Хаидэ сложила руки ковшиком, баюкая переливчатую фигурку.
«… — Посмотри, Нуба, какая красивая! Как жалко, что она умрет без моря.
— Я подарю тебе такую, только из стекла. Их делают мастера в той стране, что лежит за двумя внутренними морями и проливом среди песков.
— Не забудь. Ты обещал. А эту я отпущу…»
Тонкие солнечные спицы пронизывали палатку, ложась почти вдоль земли — солнце только взошло. Зажигали кончики волосков на вытертых шкурах, тыкались в основания старых жердей, подпиравших свод палатки. В сонном утреннем свете каждая трещинка казалась Хаидэ узенькой тропкой. Если стать совсем крошечной, то можно пробраться через неровный шерстяной лес и убежать по тропке, взобраться к дыре в круглой крыше. Пусть прилетит ласточка, маленькая Хаидэ схватит ее за кончик острого крыла и заберется на спину. Как живой ножик, прорежет птица синее небо вдоль и поперек, а еле видная девочка на спине будет кричать и смеяться, захлебываясь ветром.
Лежала, слушая утренний шум стойбища — кобылицы и жеребцы, овцы, дети, женщины. Сжимала в руке подарок Исмы. Шнурок, ложась спать, накрутила на пальцы — не потерять в ворохе шкур.

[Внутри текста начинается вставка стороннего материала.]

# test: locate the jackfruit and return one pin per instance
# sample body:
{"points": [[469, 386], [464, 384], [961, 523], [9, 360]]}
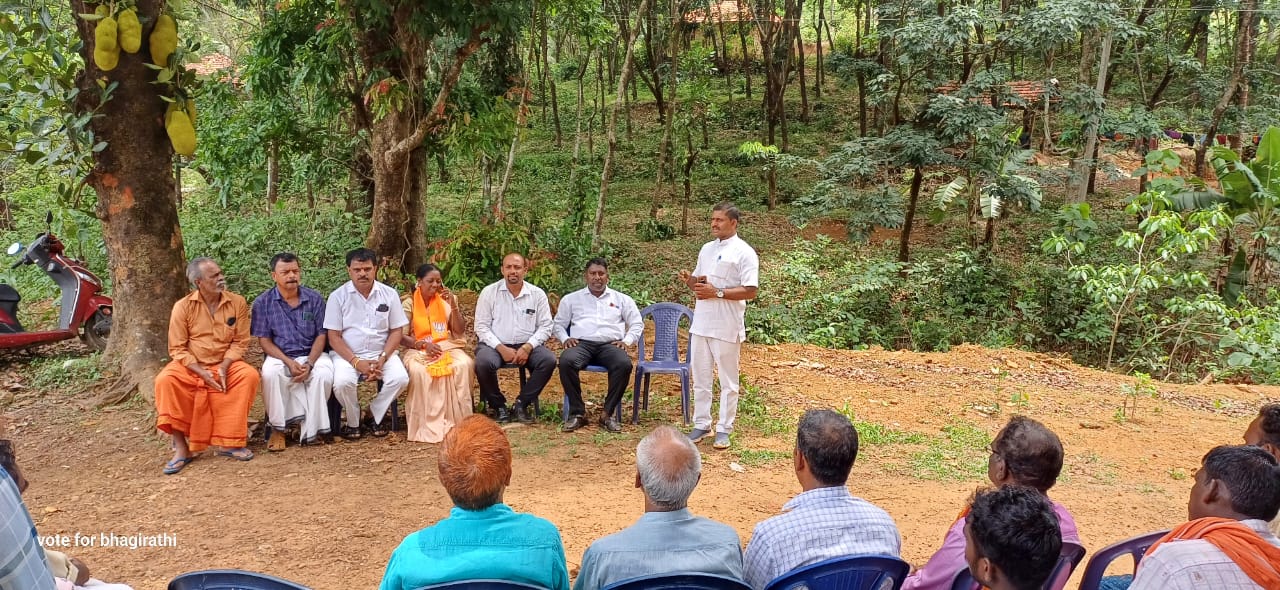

Нет, нельзя ей с улетать с птицами. Тут отец, он без нее пропадет. Только Хаидэ ему алтарь и богиня, сам сказал. И еще тут — Исма.
Размотала шнурок, подставила фигурку в луч света над головой, — блеснул черный глазок-бусинка. Рассмеялась и, перекатываясь к дальней стенке, откинула снизу кожаный полог. Выставила на солнце голову и руку, подметая растрепанными волосами вылощенную траву, рассмотрела подарок. Хороший ежик. Глазки-бусинки, и где взял такие малюсенькие? Ротик, прочерченный кончиком ножа, улыбается. На круглой спинке плотно лежат глубокие штрихи-иголки. А в уголках пасти — сквозная дырочка, в нее продет шнурок.
Отползая вглубь палатки, снова зарылась в шкуры, ожидая, когда придет ворчать старая нянька. Играла ежиком, шепча ему и за него разные слова, вроде он шел-шел через траву, а Хаидэ его встретила. И он ответил, человеческим, конечно, языком. Слушая ответы, гладила пальцем ребристую спинку.
В конце-концов, соскучилась в палатке. Морщась от прикосновения к обгоревшей на солнце коже, натянула вчерашние штаны и рубашку, что валялись у входа. И, сжимая в кулаке ежика, вылезла на трескучие и звонкие голоса женщин.
Завертела ошеломленно головой. Все пространство между их кибиткой и отцовой было отделено от стойбища развешанными шкурами и полотнищами ткани. Внутри огородки оказались входы в палатки, край повозки, костер с подвешенным котлом. Рядом на вытоптанной земле — большое корыто из крепких кож, растянутых в деревянной раме. Старая Фития возилась у котла с горячей водой, над которым парило клубами и лез в нос запах сладких трав.